This topic describes ACK benefits and the drawbacks of self-managed Kubernetes.
-
Run production-grade Kubernetes clusters without managing control plane infrastructure
-
Scale from hundreds to thousands of nodes in minutes with built-in autoscaling
-
Integrate natively with Alibaba Cloud networking, storage, and security services
-
Get 24/7 technical support through a ticket system
Capabilities
| Capability | Description |
|---|---|
| Cluster management | Three cluster types: ACK dedicated, ACK managed, and ACK Serverless. ACK managed clusters deploy management nodes across three zones for high availability by default. A single cluster supports thousands of ECS nodes. ACK also supports cross-zone and registered clusters. See Quota limits. |
| Elastic scaling | Adjusts container counts by resource usage and scales to thousands of nodes within minutes. With ACK Serverless and Elastic Container Instance (ECI), 500 pods start in 30 seconds. Supports one-click vertical scaling, horizontal application scaling, and resource affinity policies. Includes standard Kubernetes autoscalers: Horizontal Pod Autoscaler (HPA), Vertical Pod Autoscaler (VPA), and Cluster Autoscaler. ACK also provides CronHPA for scheduled scaling, vk-autoscaler for serverless scaling, and alibaba-metrics-adapter for application-layer scaling in scenarios such as Ingress gateways and Sentinel-based microservice throttling. Supports fine-grained elastic scheduling for online services. |
| Container management | Application management: phased releases, blue-green deployments, monitoring, and autoscaling. Built-in marketplace for one-click Helm deployment. Container Registry (ACR): high-availability image registry that supports high concurrency, with image acceleration and peer-to-peer (P2P) distribution to up to 10,000 nodes at 4x efficiency. Improves registry reliability when millions of clients pull images concurrently, reducing operations overhead compared to self-managed registries. Logging: integrated with Simple Log Service (SLS) and third-party solutions. Monitoring: container-level and VM-level monitoring, with support for third-party solutions. |
| Node types | By resource type: x86 ECS instances; GPU-, FPGA-, and ASIC-accelerated ECS instances; ECS Bare Metal Instances; ACK virtual nodes for serverless workloads; and edge nodes via ACK Edge clusters, with unified cloud-edge management and 3x publishing efficiency.
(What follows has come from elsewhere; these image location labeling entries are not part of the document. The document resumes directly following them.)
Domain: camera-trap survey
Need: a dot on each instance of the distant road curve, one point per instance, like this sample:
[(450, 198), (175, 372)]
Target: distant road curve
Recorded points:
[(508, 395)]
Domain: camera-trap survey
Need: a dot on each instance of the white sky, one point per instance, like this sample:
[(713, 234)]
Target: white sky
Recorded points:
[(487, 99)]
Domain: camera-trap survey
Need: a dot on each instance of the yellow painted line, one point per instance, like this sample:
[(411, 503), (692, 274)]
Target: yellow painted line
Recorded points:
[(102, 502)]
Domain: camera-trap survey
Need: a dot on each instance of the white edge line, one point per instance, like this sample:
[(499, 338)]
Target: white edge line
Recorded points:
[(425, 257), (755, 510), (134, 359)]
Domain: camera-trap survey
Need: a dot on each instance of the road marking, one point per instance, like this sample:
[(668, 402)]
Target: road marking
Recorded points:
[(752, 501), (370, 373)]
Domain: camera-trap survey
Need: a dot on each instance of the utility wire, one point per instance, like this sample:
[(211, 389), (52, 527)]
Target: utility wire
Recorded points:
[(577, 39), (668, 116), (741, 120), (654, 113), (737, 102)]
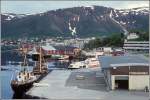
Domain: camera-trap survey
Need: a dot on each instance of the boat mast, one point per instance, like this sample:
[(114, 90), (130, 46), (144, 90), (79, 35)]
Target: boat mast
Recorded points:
[(40, 59)]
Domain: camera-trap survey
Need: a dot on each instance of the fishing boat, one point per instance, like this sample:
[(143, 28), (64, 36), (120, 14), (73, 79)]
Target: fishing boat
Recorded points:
[(24, 79)]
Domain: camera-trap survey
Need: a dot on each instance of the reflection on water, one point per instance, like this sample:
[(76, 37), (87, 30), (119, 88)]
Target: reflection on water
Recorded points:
[(7, 92)]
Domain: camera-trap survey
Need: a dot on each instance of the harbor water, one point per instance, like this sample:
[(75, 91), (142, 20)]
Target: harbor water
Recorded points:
[(10, 71)]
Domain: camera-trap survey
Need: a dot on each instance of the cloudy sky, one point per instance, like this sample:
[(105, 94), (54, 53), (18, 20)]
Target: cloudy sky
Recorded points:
[(31, 7)]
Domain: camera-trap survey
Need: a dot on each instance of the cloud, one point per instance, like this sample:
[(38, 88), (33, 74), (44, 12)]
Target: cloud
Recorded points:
[(42, 6)]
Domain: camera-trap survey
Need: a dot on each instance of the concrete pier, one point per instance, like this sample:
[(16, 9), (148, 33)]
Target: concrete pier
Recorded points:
[(68, 84)]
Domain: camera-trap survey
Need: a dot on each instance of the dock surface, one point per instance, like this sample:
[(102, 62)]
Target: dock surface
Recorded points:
[(67, 84)]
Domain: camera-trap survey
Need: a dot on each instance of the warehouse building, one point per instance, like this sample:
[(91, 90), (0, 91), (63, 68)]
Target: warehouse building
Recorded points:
[(125, 72)]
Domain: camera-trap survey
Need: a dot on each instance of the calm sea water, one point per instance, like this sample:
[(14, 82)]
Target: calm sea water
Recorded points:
[(6, 75), (6, 91)]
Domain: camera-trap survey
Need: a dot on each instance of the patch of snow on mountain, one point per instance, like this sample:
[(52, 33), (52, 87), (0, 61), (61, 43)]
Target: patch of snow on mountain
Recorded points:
[(123, 28), (73, 30), (92, 7), (116, 13), (8, 18)]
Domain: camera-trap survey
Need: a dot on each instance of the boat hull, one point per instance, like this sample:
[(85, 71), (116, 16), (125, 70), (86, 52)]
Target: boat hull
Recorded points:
[(21, 88)]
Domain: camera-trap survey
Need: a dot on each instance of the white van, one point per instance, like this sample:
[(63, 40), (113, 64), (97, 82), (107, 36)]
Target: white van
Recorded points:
[(76, 65)]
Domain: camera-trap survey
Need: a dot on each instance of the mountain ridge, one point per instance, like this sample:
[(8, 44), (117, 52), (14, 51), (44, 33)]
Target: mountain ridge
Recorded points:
[(76, 21)]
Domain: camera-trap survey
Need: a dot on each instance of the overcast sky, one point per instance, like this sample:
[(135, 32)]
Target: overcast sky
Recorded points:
[(31, 7)]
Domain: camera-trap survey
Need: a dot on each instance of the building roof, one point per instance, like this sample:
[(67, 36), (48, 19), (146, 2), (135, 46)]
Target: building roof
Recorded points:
[(118, 61), (48, 47), (70, 48)]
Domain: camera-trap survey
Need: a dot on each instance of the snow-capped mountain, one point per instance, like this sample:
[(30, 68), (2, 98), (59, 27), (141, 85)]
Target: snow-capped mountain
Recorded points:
[(80, 21)]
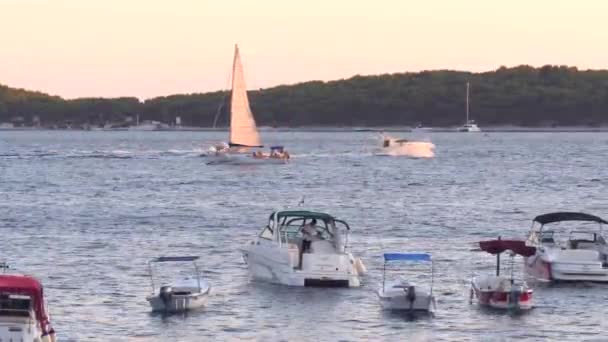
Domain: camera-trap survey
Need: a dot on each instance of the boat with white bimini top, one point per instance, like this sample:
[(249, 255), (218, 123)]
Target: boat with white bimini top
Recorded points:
[(402, 294), (500, 292), (244, 135), (303, 248), (580, 255), (186, 294), (469, 125), (23, 310)]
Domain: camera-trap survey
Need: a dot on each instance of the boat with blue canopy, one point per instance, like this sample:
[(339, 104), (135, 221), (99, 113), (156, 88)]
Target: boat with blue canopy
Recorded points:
[(402, 294)]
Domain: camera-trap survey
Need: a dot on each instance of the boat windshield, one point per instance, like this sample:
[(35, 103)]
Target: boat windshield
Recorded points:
[(15, 305)]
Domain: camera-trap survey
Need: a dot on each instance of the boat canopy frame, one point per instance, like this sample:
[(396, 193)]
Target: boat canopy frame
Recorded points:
[(564, 216), (567, 216), (285, 218), (408, 257), (163, 259), (499, 246)]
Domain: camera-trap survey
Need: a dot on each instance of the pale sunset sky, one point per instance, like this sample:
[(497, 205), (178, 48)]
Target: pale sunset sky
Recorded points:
[(148, 48)]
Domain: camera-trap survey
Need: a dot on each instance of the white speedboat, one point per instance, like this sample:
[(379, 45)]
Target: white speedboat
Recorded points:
[(23, 311), (404, 295), (244, 135), (404, 147), (580, 254), (500, 292), (284, 253), (183, 295), (469, 125)]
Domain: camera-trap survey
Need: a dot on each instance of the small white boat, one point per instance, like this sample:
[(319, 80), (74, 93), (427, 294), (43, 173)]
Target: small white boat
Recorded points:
[(500, 292), (244, 135), (404, 147), (582, 255), (403, 294), (23, 310), (186, 294), (303, 248), (469, 125)]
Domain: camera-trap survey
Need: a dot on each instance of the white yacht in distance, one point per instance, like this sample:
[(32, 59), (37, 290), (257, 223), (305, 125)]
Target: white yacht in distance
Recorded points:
[(303, 248), (469, 125), (583, 256)]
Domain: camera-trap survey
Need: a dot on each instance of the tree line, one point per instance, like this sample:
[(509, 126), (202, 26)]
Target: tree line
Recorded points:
[(522, 95)]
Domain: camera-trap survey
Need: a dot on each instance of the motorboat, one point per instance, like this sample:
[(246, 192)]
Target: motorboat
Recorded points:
[(469, 125), (498, 291), (420, 128), (404, 147), (244, 142), (23, 310), (183, 295), (303, 248), (574, 254), (401, 294)]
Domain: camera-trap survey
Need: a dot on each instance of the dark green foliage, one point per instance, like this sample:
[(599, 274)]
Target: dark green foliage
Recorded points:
[(523, 95)]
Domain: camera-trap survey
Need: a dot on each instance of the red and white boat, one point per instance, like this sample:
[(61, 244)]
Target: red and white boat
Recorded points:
[(23, 314), (498, 291)]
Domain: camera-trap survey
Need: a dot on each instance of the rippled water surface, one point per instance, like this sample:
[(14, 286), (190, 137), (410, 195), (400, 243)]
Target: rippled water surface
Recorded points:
[(85, 211)]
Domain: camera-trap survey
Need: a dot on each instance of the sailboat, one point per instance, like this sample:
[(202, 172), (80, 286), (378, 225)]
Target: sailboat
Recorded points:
[(244, 135), (469, 125)]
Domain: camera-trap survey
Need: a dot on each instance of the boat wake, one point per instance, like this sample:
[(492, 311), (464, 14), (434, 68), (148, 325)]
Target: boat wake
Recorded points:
[(400, 147)]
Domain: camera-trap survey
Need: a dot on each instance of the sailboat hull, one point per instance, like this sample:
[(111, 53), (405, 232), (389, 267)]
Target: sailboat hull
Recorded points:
[(241, 159)]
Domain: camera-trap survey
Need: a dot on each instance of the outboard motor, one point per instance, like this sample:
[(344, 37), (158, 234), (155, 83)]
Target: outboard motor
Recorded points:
[(411, 295), (514, 296), (166, 292)]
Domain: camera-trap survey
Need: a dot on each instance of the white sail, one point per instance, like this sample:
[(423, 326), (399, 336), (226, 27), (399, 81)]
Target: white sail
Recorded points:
[(243, 130)]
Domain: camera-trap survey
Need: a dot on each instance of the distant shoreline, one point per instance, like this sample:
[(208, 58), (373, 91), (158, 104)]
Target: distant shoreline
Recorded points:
[(488, 129)]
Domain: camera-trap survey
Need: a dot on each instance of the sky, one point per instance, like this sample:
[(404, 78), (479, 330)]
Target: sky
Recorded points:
[(148, 48)]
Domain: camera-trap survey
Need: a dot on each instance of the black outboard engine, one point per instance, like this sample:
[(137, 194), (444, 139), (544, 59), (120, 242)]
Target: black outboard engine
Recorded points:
[(166, 292), (411, 295), (514, 296)]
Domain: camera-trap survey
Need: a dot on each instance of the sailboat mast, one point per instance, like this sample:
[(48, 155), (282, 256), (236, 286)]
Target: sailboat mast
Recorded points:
[(467, 103)]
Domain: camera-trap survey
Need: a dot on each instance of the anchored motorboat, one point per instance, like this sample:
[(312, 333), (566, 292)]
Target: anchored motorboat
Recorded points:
[(244, 135), (498, 291), (580, 254), (23, 311), (402, 294), (303, 248), (183, 295)]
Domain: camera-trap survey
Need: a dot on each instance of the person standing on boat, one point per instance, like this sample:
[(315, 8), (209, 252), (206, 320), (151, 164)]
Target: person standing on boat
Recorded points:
[(309, 233)]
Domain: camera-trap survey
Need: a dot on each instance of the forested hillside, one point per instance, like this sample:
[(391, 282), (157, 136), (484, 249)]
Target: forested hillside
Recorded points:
[(527, 96)]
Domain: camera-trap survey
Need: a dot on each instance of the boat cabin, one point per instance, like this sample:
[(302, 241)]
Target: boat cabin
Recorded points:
[(325, 233), (578, 238)]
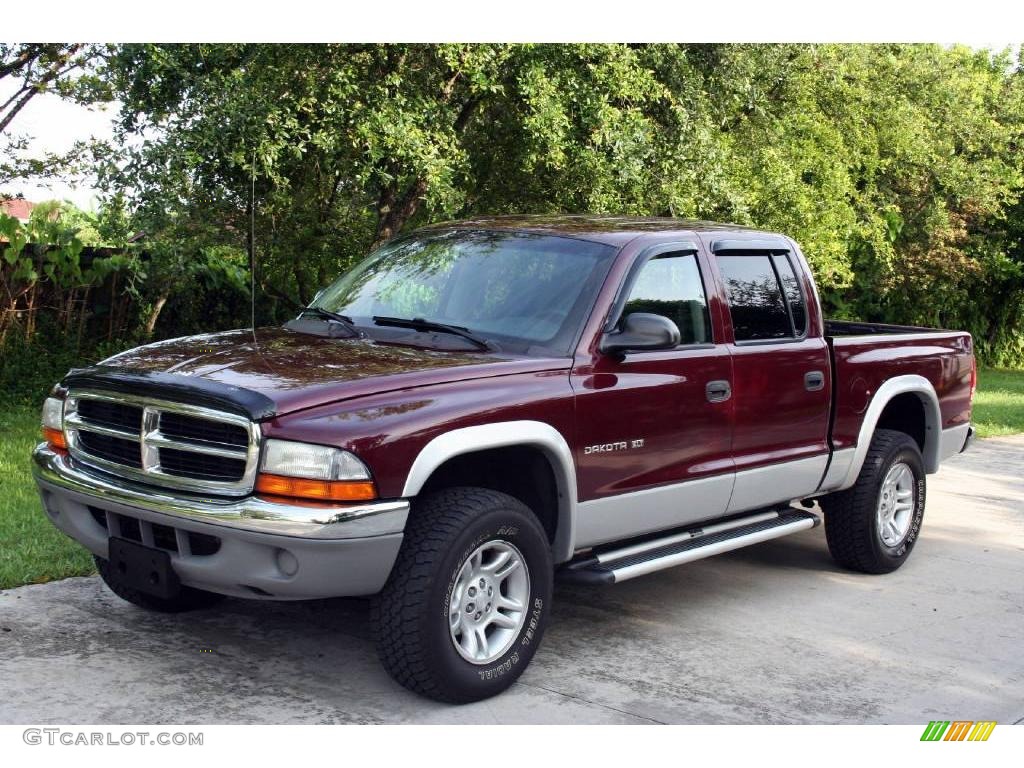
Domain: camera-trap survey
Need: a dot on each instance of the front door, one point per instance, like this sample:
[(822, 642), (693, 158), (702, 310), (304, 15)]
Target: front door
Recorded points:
[(654, 428)]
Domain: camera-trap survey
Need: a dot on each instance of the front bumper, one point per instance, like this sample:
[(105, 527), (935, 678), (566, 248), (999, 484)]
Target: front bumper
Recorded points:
[(265, 550)]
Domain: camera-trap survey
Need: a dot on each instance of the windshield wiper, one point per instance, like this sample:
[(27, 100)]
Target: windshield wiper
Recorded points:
[(419, 324), (327, 313)]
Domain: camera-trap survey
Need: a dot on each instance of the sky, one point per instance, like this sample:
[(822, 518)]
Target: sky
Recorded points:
[(54, 125)]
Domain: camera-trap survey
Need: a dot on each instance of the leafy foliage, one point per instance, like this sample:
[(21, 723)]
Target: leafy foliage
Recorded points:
[(897, 167)]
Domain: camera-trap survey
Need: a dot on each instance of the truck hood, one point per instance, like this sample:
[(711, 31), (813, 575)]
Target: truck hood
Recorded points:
[(297, 371)]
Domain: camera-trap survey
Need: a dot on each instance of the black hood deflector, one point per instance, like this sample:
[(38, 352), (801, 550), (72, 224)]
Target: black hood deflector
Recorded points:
[(189, 389)]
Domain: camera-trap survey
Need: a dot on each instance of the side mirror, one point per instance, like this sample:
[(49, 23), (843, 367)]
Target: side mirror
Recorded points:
[(641, 331)]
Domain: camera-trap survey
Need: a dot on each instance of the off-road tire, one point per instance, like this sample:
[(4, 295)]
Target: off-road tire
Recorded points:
[(411, 613), (188, 599), (851, 520)]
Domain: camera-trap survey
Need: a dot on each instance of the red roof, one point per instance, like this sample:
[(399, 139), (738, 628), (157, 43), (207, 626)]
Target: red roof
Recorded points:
[(19, 209)]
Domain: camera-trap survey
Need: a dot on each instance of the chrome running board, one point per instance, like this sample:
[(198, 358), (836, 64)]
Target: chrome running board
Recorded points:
[(622, 563)]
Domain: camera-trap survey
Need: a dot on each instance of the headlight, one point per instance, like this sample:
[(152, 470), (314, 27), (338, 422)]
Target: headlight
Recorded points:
[(318, 472), (52, 423)]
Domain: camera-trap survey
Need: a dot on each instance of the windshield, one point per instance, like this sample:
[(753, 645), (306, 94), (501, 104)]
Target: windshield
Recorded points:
[(521, 292)]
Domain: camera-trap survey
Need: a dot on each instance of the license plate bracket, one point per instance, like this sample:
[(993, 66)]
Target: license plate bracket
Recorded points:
[(144, 568)]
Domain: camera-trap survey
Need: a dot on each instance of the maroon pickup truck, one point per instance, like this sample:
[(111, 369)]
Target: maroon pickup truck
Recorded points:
[(482, 406)]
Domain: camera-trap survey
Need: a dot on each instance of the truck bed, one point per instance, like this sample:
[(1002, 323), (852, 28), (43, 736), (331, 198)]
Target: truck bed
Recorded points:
[(865, 354)]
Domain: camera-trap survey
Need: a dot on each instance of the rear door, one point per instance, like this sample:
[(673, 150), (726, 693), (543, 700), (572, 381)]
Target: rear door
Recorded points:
[(653, 452), (780, 367)]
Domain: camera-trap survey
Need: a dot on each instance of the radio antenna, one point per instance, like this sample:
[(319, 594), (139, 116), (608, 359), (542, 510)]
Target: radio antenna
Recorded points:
[(252, 251)]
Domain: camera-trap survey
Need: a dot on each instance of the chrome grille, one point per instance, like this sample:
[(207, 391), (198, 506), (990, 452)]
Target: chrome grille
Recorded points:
[(166, 443)]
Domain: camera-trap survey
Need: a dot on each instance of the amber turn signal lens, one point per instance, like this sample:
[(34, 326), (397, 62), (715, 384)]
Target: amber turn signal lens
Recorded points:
[(54, 437), (322, 491)]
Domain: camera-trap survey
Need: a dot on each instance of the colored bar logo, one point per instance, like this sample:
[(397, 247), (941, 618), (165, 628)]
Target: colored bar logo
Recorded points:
[(958, 730)]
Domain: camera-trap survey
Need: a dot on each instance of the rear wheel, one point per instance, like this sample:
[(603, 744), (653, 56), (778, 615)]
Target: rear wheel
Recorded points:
[(467, 601), (873, 525), (188, 599)]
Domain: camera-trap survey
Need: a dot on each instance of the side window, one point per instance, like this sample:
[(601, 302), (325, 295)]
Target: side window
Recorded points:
[(794, 296), (755, 298), (671, 286)]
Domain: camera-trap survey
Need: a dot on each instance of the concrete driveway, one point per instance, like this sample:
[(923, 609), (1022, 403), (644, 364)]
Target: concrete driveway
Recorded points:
[(771, 634)]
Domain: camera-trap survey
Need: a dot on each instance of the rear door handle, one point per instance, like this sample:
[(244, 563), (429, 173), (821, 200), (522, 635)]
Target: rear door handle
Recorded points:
[(718, 391), (814, 381)]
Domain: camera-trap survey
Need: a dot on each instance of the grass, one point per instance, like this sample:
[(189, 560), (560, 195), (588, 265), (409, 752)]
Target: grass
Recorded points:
[(998, 404), (33, 551)]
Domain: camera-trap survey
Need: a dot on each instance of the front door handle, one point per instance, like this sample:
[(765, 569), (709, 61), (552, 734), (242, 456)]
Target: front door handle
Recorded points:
[(718, 391), (814, 381)]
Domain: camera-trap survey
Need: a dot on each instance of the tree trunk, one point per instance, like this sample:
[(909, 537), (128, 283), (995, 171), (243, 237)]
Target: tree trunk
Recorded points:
[(158, 305), (392, 213)]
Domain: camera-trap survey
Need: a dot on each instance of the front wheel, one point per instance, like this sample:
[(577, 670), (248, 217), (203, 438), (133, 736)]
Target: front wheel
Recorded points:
[(873, 525), (467, 601)]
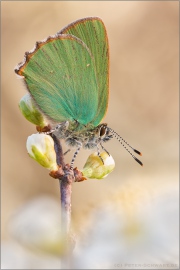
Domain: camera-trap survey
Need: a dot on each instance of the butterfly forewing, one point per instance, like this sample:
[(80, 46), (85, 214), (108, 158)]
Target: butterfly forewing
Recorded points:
[(60, 75), (93, 33)]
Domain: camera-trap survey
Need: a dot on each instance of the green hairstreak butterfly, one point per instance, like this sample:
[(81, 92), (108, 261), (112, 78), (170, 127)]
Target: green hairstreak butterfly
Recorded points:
[(67, 75)]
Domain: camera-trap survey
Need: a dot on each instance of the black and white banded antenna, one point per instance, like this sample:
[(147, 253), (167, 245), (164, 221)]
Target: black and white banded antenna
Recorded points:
[(122, 141)]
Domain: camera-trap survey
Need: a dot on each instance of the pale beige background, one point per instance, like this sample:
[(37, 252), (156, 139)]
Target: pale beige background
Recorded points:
[(143, 106)]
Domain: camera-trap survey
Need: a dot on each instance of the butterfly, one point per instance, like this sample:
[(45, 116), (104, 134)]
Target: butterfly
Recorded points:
[(67, 76)]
See What is ACK Edge?. By billing method: spot instances, subscription, and pay-as-you-go. |
| Networking, storage, and load balancing | Networking: VPC and ENI plugins deliver 20% higher performance than common network solutions, with container access policies and throttling. Storage: Alibaba Cloud disks, NAS, and OSS, backed by standard CSI drivers. Supports dynamic creation and migration of persistent volumes. Load balancing: public and internal-facing Server Load Balancer (SLB) instances that automatically update network configuration during frequent releases, providing higher stability and reliability than self-managed Ingress. |
| Security | ACK provides end-to-end security across the development lifecycle—from infrastructure to the software supply chain to the runtime environment. Infrastructure security: comprehensive network isolation and control, end-to-end data encryption, and Role-Based Access Control (RBAC) integrated with Alibaba Cloud accounts and Resource Access Management (RAM) users for fine-grained permission management and auditing. Software supply chain security: a complete DevSecOps pipeline that includes image scanning, secure cloud-native delivery chains, image signing, and image synchronization. Runtime security: application-level security policy management, configuration inspection, runtime monitoring and alerting, and secret key encryption and management. Default security: container-optimized OS images, security-hardened Kubernetes and containerd versions, cluster configuration hardening based on ACK security best practices, and minimal default cloud resource permissions for nodes. Sandboxed-Container: an ACK container runtime that runs applications in a sandboxed lightweight VM with a dedicated kernel, suitable for isolating untrusted, unhealthy, or low-performance workloads, and workloads between users. TEE-based confidential computing: a cloud-native solution for confidential computing based on Intel Software Guard Extensions (Intel SGX). Isolates sensitive data and code in a trusted execution environment (TEE) to ensure data security, integrity, and confidentiality. |
| Support | 24/7 technical support through a ticket system. |
Why use ACK instead of self-managed Kubernetes
Self-managed Kubernetes demands ongoing investment across three dimensions.
Setup complexity. Configuring Kubernetes components, certificates, keys, plugins, and tooling from scratch takes days to weeks. ACK automates this, so your team deploys workloads immediately.
Integration costs. Connecting a self-managed cluster to cloud services—logging, monitoring, storage—requires custom work your team must maintain. ACK integrates with Alibaba Cloud services out of the box.
Continuous maintenance. Container technology evolves rapidly, requiring continuous upgrades and testing. **Specialized expertise.** Container platforms span networking, storage, operating systems, and orchestration, each requiring dedicated specialists.